Wednesday, 09 de October de 2024 ISSN 1519-7670 - Ano 24 - nº 1308

A desconstrução das utopias digitais

A internet é mesmo a grande revolução prevista por certos teóricos? Em seu novo livro, Informar não comunicar (96 pp., Editora Sulina, Porto Alegre, 2010) o sociólogo francês Dominique Wolton joga um balde de água fria nas utopias digitais, que cravaram que as novas tecnologias iriam resolver todos os problemas da comunicação. Para o prestigiado pesquisador do CNRS (Centro Nacional de Pesquisas Científicas, na sigla em português), fundador e diretor da revista Hermès, confundiu-se os – indiscutíveis – avanços técnicos de transmissão da informação com a nossa capacidade de absorvê-los e nos adaptarmos às mudanças. O resultado é paradoxal: mais rápido avançam as tecnologias, mais lento é o nosso progresso na comunicação.

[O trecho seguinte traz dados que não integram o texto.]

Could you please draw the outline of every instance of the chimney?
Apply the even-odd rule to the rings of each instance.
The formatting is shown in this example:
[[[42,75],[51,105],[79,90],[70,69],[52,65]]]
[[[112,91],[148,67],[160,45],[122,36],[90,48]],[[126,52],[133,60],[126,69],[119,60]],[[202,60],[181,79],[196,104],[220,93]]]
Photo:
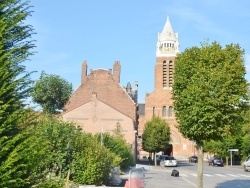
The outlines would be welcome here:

Wolton não nega a importância das novas ferramentas, mas desconstrói a ilusão de que a internet possibilitará um conhecimento sem intermediários. Ao contrário do espaço de integração e pluralidade idealizado por alguns, vê um sério risco de segmentação: usuários isolados em suas ilhas, ou limitados a seus grupos de afinidades, incapazes de dialogar com valores diferentes dos seus.


Antes que o acusem de conservadorismo, vale lembrar que o pensador defende, na verdade, uma visão mais humanista da comunicação, que coloque o indivíduo acima das tecnologias. Pede com urgência que a comunicação seja vista como um projeto político e cultural, para que possa enfim produzir um melhor entendimento entre os homens num mundo cada vez mais multipolar.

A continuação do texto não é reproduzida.